In the following April, Russia declared war against Turkey, and the French government, by a protocol, were authorised to dispatch a French army of 14,000 men under the command of General Maison. This force landed at Petalidi, in the Gulf of Coron. Ibrahim Pasha withdrew his army to Egypt, and the French troops occupied the strong places of Greece almost without resistance from the Turkish garrisons.
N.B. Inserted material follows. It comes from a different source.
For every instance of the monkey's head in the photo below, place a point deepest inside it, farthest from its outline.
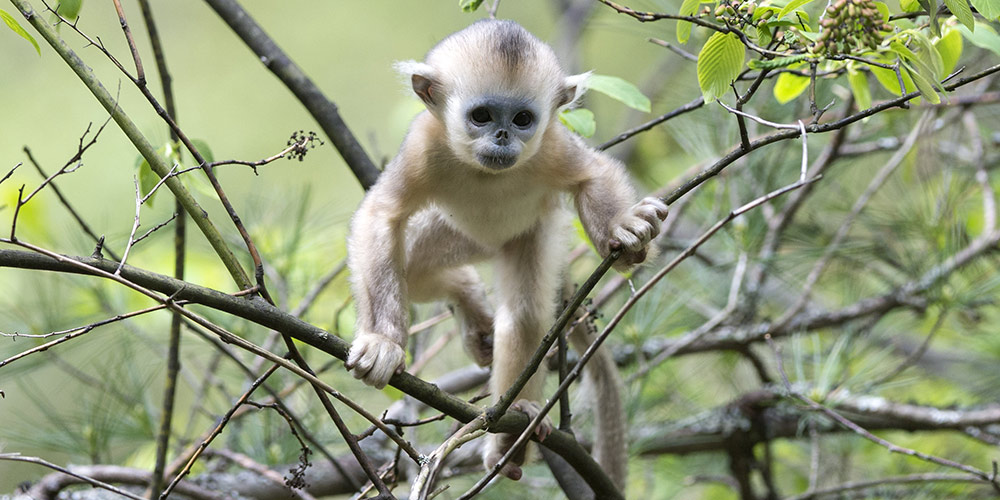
(496, 88)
France thus gained the honour of delivering Greece from the last of her conquerors, and she increased the debt of gratitude due by the Greeks by the admirable conduct of her soldiers, who converted mediaeval strongholds into habitable towns, repaired the fortresses, and constructed roads. Count John Capodistrias, a Corfiot noble, who had been elected President of Greece in April 1827 for a period of seven years by the National Assembly of Troezen, arrived in Greece in January 1828. He found the country in a state of anarchy, and at once put a stop to some of the grossest abuses in the army, navy, and financial administration.
V.—The Greek Monarchy
The war terminated in 1829, and the Turks finally evacuated continental Greece in September of the same year. The allied powers declared Greece an independent state with a restricted territory, and nominated Prince Leopold of Saxe-Coburg (afterwards King of the Belgians) to be its sovereign. Prince Leopold accepted the throne on February 11, but resigned it on May 17. Thereafter Capodistrias exercised his functions as president in the most tyrannical fashion, and was assassinated on October 9, 1831; from which date till February 1833 anarchy prevailed in the country.
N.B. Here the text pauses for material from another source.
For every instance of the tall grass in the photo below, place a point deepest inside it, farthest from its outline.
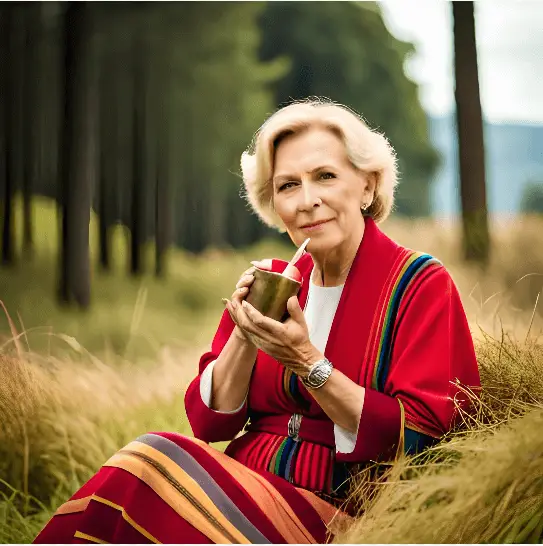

Agostino Capodistrias, brother of the assassinated president, who had been chosen president by the National Assembly on December 20, 1831, was ejected out of the presidency by the same assembly in April 1832, and Prince Otho of Bavaria was elected King of Greece. Otho, accompanied by a small Bavarian army, landed from an English frigate in Greece at Nauplia on February 6, 1833. He was then only seventeen years of age, and a regency of three Bavarians was appointed to administer the government during his minority, his majority being fixed at June 1, 1835.
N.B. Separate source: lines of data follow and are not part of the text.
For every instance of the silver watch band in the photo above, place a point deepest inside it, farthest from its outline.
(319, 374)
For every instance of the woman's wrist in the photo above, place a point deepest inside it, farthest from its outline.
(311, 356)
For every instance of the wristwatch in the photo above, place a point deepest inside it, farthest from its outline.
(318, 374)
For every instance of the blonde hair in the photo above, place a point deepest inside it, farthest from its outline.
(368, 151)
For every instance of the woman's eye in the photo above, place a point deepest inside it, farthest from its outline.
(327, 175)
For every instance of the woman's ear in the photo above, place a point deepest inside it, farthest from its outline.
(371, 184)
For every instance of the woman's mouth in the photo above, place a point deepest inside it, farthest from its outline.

The regency issued a decree in August 1833, proclaiming the national Church of Greece independent of the patriarchate and synod of Constantinople and establishing an ecclesiastical synod for the kingdom on the model of that of Russia, but with more freedom of action. In judicial procedure, however, the regency placed themselves above the tribunals. King Otho, who had come of age in 1835, and married a daughter of the Duke of Oldenburg in 1837, became his own prime minister in 1839, and claimed to rule with absolute power. He did not possess ability, experience, energy, or generosity; consequently, he was not respected, obeyed, feared, or loved. The administrative incapacity of King Otho’s counsellors disgusted the three protecting powers as much as their arbitrary conduct irritated the Greeks.